Divorce is sometimes very costly, especially if you do not take the proper precautions. For example, if you do not take into consideration the tax consequences of keeping your house in Minneapolis as part of the settlement, then it could end up costing you a capital gains tax if you choose to sell it in the future. The last thing you want to do is to lose any part of the divorce settlement that you should receive.

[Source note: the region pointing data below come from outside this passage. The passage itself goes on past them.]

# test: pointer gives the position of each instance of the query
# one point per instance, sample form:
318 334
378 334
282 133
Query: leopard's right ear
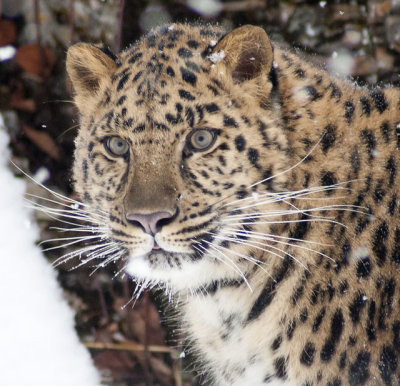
87 66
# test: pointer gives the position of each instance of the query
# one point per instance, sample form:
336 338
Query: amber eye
117 146
201 140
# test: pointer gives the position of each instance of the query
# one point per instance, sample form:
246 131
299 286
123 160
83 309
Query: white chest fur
237 352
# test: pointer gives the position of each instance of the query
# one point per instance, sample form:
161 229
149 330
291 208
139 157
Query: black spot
135 57
358 370
356 307
313 93
378 242
397 132
276 343
139 128
307 355
318 320
365 106
170 71
316 291
298 293
185 53
371 331
85 171
364 267
253 156
379 192
280 367
266 296
396 249
328 179
211 108
188 76
193 44
189 115
380 101
240 143
229 121
290 330
329 347
342 360
392 205
334 382
123 81
385 309
349 111
368 138
391 168
186 95
329 138
355 161
121 100
299 73
336 91
387 364
385 131
151 41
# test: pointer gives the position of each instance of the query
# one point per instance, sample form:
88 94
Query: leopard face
153 144
218 164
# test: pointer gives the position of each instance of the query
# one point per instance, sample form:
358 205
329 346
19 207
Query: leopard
258 191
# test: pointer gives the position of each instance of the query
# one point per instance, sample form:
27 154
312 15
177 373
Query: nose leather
149 222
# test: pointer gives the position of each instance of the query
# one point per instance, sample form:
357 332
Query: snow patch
39 345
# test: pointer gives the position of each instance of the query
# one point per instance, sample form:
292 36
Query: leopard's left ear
246 51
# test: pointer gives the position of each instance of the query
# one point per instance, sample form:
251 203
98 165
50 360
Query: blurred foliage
35 100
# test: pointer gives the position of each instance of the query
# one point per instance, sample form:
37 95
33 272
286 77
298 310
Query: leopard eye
201 140
117 146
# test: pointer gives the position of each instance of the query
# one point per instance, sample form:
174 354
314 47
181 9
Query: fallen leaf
36 60
43 141
8 32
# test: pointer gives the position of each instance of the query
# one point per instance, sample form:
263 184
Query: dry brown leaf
18 100
8 32
163 372
43 141
36 60
119 363
138 319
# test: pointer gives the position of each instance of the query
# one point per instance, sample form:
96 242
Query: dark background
128 343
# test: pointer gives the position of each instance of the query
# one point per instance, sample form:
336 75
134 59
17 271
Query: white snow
38 343
7 53
341 63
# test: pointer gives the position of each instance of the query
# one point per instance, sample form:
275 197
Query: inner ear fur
248 52
87 65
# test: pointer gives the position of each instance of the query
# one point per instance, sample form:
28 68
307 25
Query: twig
71 19
131 346
37 23
240 6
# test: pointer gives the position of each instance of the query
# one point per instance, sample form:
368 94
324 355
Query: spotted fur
280 243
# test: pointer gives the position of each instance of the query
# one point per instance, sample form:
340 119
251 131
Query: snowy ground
38 343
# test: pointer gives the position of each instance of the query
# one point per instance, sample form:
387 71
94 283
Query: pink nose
149 222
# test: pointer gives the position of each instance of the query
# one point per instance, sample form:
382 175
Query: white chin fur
192 274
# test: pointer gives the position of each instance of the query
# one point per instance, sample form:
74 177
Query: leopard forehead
169 79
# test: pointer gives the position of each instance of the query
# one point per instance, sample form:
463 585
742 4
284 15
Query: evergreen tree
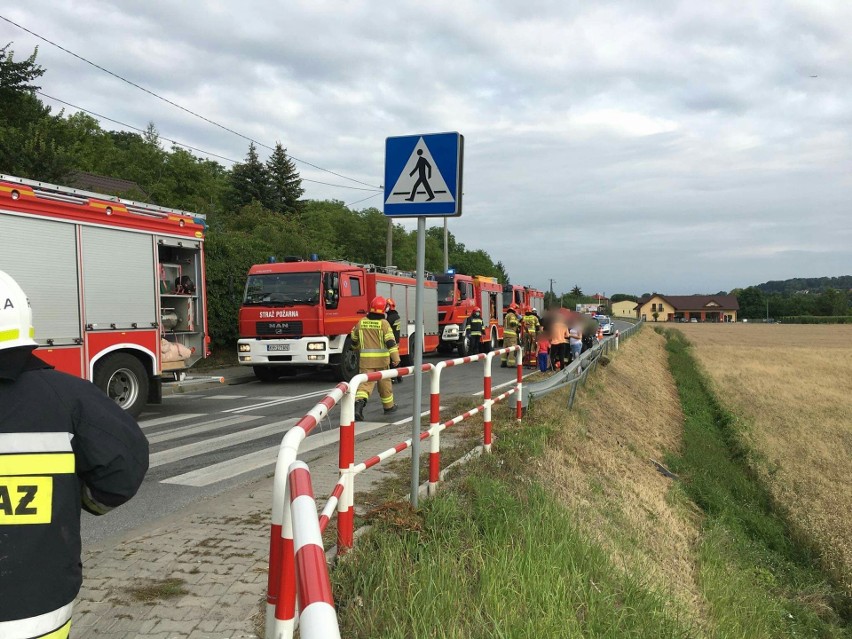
285 185
249 182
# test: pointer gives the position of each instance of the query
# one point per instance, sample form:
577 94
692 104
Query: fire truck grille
279 329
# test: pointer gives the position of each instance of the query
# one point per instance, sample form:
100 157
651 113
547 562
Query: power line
369 197
187 146
175 104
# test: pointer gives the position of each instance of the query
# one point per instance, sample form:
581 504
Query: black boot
359 409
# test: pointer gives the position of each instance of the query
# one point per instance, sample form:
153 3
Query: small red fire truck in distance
116 287
458 295
298 314
523 296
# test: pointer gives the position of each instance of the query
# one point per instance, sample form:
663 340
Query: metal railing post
486 395
519 407
434 430
346 456
316 605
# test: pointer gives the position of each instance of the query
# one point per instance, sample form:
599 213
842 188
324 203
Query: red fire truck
116 287
457 296
298 314
523 296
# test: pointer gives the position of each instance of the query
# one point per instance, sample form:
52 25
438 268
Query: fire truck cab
458 295
297 314
116 287
523 296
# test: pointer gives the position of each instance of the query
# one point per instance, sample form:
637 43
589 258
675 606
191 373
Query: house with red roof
677 308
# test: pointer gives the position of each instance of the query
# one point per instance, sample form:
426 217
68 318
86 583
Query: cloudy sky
622 145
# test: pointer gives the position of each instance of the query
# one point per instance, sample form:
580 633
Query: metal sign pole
418 359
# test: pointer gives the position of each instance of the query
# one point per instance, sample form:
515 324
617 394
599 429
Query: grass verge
494 555
758 579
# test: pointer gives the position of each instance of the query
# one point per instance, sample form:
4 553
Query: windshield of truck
282 289
446 292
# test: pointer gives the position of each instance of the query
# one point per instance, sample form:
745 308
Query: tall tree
285 184
249 182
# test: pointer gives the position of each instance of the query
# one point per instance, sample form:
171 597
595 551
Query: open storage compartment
181 315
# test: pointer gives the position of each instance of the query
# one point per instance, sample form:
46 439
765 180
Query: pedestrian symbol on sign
420 180
421 168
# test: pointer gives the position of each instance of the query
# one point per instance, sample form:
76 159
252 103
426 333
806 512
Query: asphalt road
206 442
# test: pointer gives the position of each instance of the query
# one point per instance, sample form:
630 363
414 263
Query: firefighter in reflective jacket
531 327
373 337
63 445
510 335
474 329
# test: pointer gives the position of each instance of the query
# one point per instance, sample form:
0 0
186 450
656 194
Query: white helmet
16 316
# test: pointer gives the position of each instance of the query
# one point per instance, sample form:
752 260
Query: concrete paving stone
184 627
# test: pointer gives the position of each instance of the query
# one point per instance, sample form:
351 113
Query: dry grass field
629 414
792 384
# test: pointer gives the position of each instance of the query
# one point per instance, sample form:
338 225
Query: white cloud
621 145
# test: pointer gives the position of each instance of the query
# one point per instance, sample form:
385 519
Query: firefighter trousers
509 358
385 387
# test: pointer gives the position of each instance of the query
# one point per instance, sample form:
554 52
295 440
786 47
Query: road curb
192 384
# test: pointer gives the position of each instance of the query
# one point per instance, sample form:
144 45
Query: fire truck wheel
347 366
124 380
265 373
464 346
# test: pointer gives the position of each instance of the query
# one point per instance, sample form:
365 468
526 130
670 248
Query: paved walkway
202 573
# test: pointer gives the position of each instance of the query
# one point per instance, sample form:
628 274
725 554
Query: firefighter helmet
378 305
16 316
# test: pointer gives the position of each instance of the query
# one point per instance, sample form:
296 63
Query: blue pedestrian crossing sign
423 175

Asset protection is truly the name of the game when it comes to divorce. Fortunately, with a little bit of planning, you can take the necessary steps to protect what is yours.
Put together your team
In general, divorce is a team effort and it will take more than your attorney to get you through it. To handle the valuation and division of your complex and high-value assets, you may also need an appraiser, financial advisor and accountant. In addition, to help you deal with the emotional and mental strain, you might consider talking with a therapist or counselor.
Open your own accounts
If you do not already have checking and savings accounts separate from your husband’s and in your own name, now is the time to open them. You will also need your own credit card. It is important that you start building your own financial identity as soon as you can.
Make a complete list of all assets and debts
In terms of your divorce settlement, you will need to have a current list of all the assets and debt you and your husband accumulated during your marriage. Do not rely on your husband to present a full account. It is up to you to ensure a full inventory of your marital property is available for the division aspect of the settlement.
If you are considering divorce, it is vital to take the above steps to protect your assets. In addition, the advice of your divorce team can also help you get through the process and keep your finances intact.